Ultimately, what happens in a migration is applications and workflows will move to the cloud in waves. Taking a values-driven approach to the migration will ensure that business-critical applications and workflows remain stable during each wave.

“There are a number of advantages to this type of strategy,” the team at Waterfield Technologies writes. “Rather than having to invest a significant amount of time and money into transitioning the company at once, a company can choose the areas that are most important to it. These areas will begin delivering value immediately, leaving the company breathing room to transition its other services later on.
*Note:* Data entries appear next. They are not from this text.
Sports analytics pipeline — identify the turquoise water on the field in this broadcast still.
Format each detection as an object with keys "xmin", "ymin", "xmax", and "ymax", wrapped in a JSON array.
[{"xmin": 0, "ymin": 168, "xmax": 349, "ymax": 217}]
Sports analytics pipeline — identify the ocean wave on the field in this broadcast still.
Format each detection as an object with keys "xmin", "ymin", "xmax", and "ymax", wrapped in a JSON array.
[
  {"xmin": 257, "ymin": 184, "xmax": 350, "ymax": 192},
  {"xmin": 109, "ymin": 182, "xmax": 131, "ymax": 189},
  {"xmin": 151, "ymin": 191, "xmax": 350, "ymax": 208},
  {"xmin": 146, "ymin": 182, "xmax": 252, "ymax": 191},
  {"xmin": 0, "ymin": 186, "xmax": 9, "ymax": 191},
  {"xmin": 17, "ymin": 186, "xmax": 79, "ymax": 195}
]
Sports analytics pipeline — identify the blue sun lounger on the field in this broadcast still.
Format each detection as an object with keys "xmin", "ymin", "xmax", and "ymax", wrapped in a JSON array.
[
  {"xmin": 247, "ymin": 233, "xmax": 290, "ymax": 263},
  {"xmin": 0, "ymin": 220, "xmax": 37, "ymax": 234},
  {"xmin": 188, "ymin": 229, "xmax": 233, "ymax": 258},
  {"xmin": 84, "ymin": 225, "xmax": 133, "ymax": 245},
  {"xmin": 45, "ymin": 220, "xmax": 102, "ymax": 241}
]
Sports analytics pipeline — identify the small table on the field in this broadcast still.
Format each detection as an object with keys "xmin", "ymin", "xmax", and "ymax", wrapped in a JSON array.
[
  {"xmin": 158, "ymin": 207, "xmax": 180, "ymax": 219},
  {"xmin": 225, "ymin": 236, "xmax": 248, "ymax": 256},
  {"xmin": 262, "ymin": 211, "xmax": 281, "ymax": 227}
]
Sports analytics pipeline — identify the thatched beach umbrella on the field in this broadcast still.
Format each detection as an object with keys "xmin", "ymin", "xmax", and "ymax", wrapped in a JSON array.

Starting small allows the company to test the waters.”

This has two key benefits, they note:

  • It lets executives and stakeholders see the value of the migration in real time as new efficiencies are created.
  • It lets employees train iteratively on any new technologies.

Further, going wave-by-wave allows you to create repeatable patterns. “Why reinvent the wheel each time you need to move a workload to the cloud?” the NTT DATA Services team writes. “Create a launching pattern that is repeatable, one that you can use on a consistent basis. This will provide peace of mind, knowing that processes have been tried, tested and worked time and again.”

Whether you're planning to migrate to the cloud for a mobile app launch or want to modernize existing applications, a smart cloud strategy should always be in line with business goals and focus on generating top-line impact to the organization.